A woman at a desk looking at papers
Author/editor: Chuck Yan E Wong, Teri A Kirby, Floor Rink and Michelle K Ryan
Published in (Monograph or Journal): Frontiers in Pyschology
Year published: 2022
Issue no.: 25 May 2022


Many diversity interventions for women are ineffective. One reason for this may be that the field that diversity interventions are usually based on, the social sciences, often do not consider intra-group differences among women. Specifically, differences by racialization may be excluded from such diversity interventions.

The present research examines whether racially marginalized women have different diversity interventions needs than White women, and whether organizations are less likely to represent those needs (i.e., intersectional invisibility). Across an open-ended coding (n = 293) and a ranking study (n = 489), Black women noted a need to incorporate intersectional differences, Asian women prioritized methods to address challenges to their authority, and White women indicated a need to address agency perceptions.
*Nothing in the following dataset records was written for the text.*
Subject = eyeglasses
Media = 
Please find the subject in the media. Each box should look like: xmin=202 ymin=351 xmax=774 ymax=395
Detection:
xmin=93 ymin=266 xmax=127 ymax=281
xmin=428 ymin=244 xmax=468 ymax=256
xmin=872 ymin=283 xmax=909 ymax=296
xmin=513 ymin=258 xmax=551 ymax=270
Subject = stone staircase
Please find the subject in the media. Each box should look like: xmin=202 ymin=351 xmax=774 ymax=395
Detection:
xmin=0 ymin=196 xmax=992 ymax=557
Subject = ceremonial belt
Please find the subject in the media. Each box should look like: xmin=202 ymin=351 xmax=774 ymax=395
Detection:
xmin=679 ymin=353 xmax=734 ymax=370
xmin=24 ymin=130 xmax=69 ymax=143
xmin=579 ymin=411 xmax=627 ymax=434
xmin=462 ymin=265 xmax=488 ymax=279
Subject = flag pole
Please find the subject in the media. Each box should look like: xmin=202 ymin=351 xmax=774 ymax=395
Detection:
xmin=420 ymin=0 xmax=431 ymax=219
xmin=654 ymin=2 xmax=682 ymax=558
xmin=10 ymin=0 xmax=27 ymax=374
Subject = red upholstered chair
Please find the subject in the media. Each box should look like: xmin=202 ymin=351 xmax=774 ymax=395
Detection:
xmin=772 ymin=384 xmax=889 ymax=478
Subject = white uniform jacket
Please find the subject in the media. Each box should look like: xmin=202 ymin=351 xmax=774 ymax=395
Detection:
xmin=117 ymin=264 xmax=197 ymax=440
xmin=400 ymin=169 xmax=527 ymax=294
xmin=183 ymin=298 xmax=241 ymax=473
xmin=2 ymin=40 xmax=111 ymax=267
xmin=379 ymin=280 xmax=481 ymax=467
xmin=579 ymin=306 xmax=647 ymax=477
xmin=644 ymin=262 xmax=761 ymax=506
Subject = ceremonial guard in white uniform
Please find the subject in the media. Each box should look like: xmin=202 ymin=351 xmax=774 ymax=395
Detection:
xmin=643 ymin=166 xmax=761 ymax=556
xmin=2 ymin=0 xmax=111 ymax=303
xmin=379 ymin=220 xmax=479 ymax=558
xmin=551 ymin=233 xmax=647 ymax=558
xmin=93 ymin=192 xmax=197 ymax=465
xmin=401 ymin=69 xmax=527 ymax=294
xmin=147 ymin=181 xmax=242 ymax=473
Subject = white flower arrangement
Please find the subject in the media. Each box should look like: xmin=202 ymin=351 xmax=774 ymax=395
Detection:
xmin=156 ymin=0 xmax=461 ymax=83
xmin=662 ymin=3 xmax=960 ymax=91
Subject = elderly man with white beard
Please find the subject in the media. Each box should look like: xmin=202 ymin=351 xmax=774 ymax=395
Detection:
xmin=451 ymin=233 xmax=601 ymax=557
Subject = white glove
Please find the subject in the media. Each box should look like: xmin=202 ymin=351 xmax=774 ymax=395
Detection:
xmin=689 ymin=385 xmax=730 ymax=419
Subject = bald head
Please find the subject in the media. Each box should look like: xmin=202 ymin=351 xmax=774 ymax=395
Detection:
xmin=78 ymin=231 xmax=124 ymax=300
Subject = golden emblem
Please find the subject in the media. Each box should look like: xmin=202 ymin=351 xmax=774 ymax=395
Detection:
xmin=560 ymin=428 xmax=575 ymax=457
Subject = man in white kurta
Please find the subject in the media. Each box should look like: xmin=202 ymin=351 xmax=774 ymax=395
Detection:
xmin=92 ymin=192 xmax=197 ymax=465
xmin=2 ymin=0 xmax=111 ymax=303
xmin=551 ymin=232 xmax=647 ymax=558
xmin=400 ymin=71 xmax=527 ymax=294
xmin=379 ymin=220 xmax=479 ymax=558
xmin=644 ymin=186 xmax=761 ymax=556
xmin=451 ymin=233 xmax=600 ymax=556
Improving work-life balance and networks was a shared concern among participants, though we theorized different racially gendered reasons for why these intervention needs are relevant to each group. In Study 3 (n = 92 organizations), we analyzed organizations’ websites using word count and textual analysis.

Organizations— including the Education, Science, and Research sector— most readily advocated for women through enhancing agency. They were also less likely to mention dealing with perceptions of excessive agency or addressing intersectional considerations. The organizations broadly mentioned other marginalized groups besides women, but rarely did they do so intersectionality.

Taken together, our findings demonstrate different intervention priorities across differently racialized groups. We found evidence of intersectional invisibility where organizations were more likely to address agency-enhancing intervention needs while failing to include other intervention needs relevant for Black women and Asian women. We discuss the implications of these findings for organizations, in general, as well as potential implications for the field of academic social sciences.